RAG answers questions or completes tasks by retrieving relevant documents first, then generating with the model conditioned on those passages. It grounds answers in your data without baking everything into weights.

The basic pipeline

  1. Ingest documents from files, CMS, tickets, or tickets + PDFs.
  2. Chunk text into pieces that fit the embedding and context window budgets.
  3. Embed each chunk; store vectors with metadata (source ID, title, URL, permissions).
  4. Query — embed the user question; retrieve top-k neighbors.
  5. Generate — pass the question plus retrieved chunks to the LLM with citations or strict answer boundaries.
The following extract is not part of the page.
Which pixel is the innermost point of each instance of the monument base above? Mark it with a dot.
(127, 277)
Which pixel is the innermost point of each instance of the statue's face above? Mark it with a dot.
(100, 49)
Why RAG instead of fine-tuning

ApproachBest when
RAGFacts change often; you need citations; cold start is fast
Fine-tuningBehavior or format is stable; you have clean, sizable labeled data

Most products start with RAG plus prompt engineering; fine-tune later if the base model resists your format.

Failure modes

  • Wrong chunk granularity — too small loses context; too large dilutes relevance.
  • Stale index — outdated docs stay retrieved until re-ingestion runs.
  • Permission leaks — if retrieval ignores ACLs, users see others' data. Filter by tenant and role at query time.

Key takeaways

  • RAG separates memory (your index) from reasoning (the LLM).
  • Ingestion, chunking, and metadata are as important as model choice.
  • Always enforce access control in the retrieval layer, not only in the UI.